The opening poem, “Freedom – I” addresses the notion that a free nation is equivalent to a liberated self.
Freedom, corroded word,
who could sing its anthem now?
Who could name the essence
of its deflated self?
Here, Cameron, “dumbfounded by the stats for passport types / of human being[s] / which exclude others, luckless and unstamped,” addresses the way change has redefined freedom, and consequently, how the word and world is again in desperate need of change. A Barrel of Dried Leaves implies that the reader, a mere self in the scope of a nation, is responsible for our iconoclastic degeneration in a unified world. Perhaps the poet realizes that we have become rebels with a cause, but without action. Consider “Significant: Edgy Is Forgotten Now,” but also, “The String behind the Salt Crystals or Art and Intellect Lost to Power,” which admonishes the reader directly:
You
claimed the heights of intellect and art
but they caught you in middle-class mores
and taught you to love approval,
not removal from the self
which alone allows creative acts
founded on human justice,
not selective facts.
“The Clever Man or An Epitaph for a German finance minister who killed the E. U. dead and told the Demos what to do” is indeed about that man, insightful and yet, inexperienced.
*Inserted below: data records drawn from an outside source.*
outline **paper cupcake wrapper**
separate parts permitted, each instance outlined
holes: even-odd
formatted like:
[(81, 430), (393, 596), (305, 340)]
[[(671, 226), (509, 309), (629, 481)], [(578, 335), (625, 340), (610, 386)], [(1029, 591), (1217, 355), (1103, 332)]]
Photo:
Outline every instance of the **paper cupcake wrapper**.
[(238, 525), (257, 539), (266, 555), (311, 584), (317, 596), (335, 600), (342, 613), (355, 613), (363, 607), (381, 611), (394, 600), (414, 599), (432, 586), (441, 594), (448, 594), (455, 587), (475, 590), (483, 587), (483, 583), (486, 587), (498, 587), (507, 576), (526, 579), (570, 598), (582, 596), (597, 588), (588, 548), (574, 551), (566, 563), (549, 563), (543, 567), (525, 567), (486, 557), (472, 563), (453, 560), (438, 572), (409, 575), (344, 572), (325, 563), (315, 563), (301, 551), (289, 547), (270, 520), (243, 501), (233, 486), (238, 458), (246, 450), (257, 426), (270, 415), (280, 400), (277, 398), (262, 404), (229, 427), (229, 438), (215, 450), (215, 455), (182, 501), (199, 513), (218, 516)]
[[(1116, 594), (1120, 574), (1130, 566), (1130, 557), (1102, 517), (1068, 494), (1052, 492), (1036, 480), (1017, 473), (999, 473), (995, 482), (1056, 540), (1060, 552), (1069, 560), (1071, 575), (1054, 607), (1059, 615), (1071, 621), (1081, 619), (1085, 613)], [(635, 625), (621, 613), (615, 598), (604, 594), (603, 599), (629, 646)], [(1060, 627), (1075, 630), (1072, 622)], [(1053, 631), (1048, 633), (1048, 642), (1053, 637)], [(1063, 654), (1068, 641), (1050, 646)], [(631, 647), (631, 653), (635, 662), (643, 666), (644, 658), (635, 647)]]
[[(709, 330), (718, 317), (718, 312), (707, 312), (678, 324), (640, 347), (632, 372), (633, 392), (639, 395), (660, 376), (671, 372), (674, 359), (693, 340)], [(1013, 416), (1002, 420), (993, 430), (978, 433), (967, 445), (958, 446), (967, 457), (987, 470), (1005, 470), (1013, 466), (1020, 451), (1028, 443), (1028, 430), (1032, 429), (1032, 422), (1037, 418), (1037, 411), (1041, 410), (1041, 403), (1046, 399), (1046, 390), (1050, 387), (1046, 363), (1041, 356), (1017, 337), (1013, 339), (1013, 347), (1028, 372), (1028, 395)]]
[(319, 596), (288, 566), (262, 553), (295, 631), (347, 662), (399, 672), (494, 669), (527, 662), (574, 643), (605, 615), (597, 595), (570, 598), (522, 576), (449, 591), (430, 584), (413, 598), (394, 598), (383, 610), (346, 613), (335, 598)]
Cameron points out that without the latter, the former lacks productivity. In “Lesson in Italian Anatomy,” he focuses on limbs, serving the same human purpose in all human bodies, sharing the “decay / and luxuriant revival / of all that lives.” This poem seems to suggest that man’s equality is evident in the very core of his being. “The Little Language” epitomizes the poet’s focus on change:
Let me make a plea then
for this little language that has become too strong.
you say it must evolve and sculpt new voices
fitting to the virtues and vices of our times,
and how right you are.
Simultaneously, A Barrel of Dried Leaves expresses of the poet’s own narrative style. “The Politburo in the Sky,” — a conversation between nature, “a little man,” a judge and demons, and “Sugared Plum,” questions the role of “God” in an honest, thought-provoking way. “The Mystic” deserves significant mention as, with presbyopic focus, it tells a tale intermingling death and life, hope and hate.
Cameron succeeds in composing an ironically self-reflexive poem about the struggle and sentimentality of a poet in “The Poet Spoke.” Words are considered perfect, and poignant: “and how well they carried it, / that truth, I mean.” “Poets and Poetry Writers” continues this theme:
Being a poet is no fun:
always staring pensively
at a slightly disappointing distant horizon
[…] a burden to be borne with courage.[…] Writing poetry is fun,
just as the ad for the creative writing course promised
(and you never went),
jotting down ideas that don’t always work.
Closing the collection, “This” offers fifteen stanzas focusing on this life and the nows along the way:
When life’s end comes, it’s a book that’s writ
and left unread.
No chance to correct and polish here
[…] It’s a story randomly told and what it lacks and anchors
is made up for in its tragicomic commerce of traducements
and prodigal human passions.
A Barrel of Dried Leaves asks us, individually and collectively, in passion and integrity, to not only accept transition, but also pursue transformation. “Ah! Make a song of that!”